What makes it realistic
- Pareto orders — 20% of customers place 80% of orders (
max_per_parent=50hard cap) - Seasonal patterns — November/December peaks, Friday/Saturday peaks, bimodal hour distribution
- Real addresses — 40,977 US ZIP codes from GeoNames (CC-BY-4.0): city, state, ZIP, lat, lng. Works directly in Power BI map visuals.
- Correlated cost/price — product cost is always 30–70% of unit price
- Proper hierarchy — product categories form a real 3-level tree
- Business rules enforced — return dates always after order dates, order dates after signup dates
Address data for Power BI
addr = result["address"]
print(addr[["city", "state", "zip_code", "lat", "lng"]].head())

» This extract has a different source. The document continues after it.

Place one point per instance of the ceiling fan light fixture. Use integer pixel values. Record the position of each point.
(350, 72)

# city state zip_code lat lng
# 0 Reform AL 35481 33.314928 -88.042923
# 1 Chinook MT 59523 48.487741 -109.261678
Drop the lat/lng columns directly into a Power BI map visual — no geocoding required.
Generation Strategies
Spindle supports 21 column-level strategies:
| Strategy | Description |
|---|---|
sequence |
Auto-incrementing integer PKs |
uuid |
UUID v4 alternative PKs |
faker |
Faker library providers (names, emails, etc.) |
weighted_enum |
Weighted random selection from a set of values |
distribution |
Statistical distributions: uniform, normal, log_normal, pareto, zipf, geometric, bernoulli, bimodal |
temporal |
Time-aware dates: uniform or seasonal with day/month/hour profiles |
formula |
Computed from other columns: quantity * unit_price * (1 - discount_percent / 100) |
derived |
Derived from another column with a transformation: return_date = order_date + N days |
correlated |
Mathematically related to another column: cost = unit_price * 0.30–0.70 |
conditional |
Conditional on another column's value |
lifecycle |
Phase-based status values (introduced / active / discontinued) |
foreign_key |
FK references with uniform, Pareto, or Zipf distribution |
lookup |
Copy value from parent table via FK |
reference_data |
Pick from bundled JSON datasets |
pattern |
Formatted strings: Store #{seq:4} |
computed |
Aggregated from child table (e.g., order_total = sum of line_totals) |
self_referencing |
FK to same table for hierarchy columns |
self_ref_field |
Read level info stashed by self_referencing |
record_sample |
Sample complete records from a reference dataset (anchor) |
record_field |
Read a field from a previously sampled record (correlated derived columns) |
scd2 |
SCD Type 2 versioning: effective_date, end_date, is_current, version |
Distribution Profiles
Every domain ships with a default profile calibrated from real-world data. You can override any distribution weight:
# Override specific distributions
domain = RetailDomain(overrides={
"customer.loyalty_tier": {"Basic": 0.40, "Silver": 0.30, "Gold": 0.20, "Platinum": 0.10},
"order.status": {"completed": 0.85, "shipped": 0.05, "processing": 0.02, "cancelled": 0.03, "returned": 0.05},
})
# Use a named profile
domain = HealthcareDomain(profile="medicare")
# Check what's available
print(domain.available_profiles) # ['default']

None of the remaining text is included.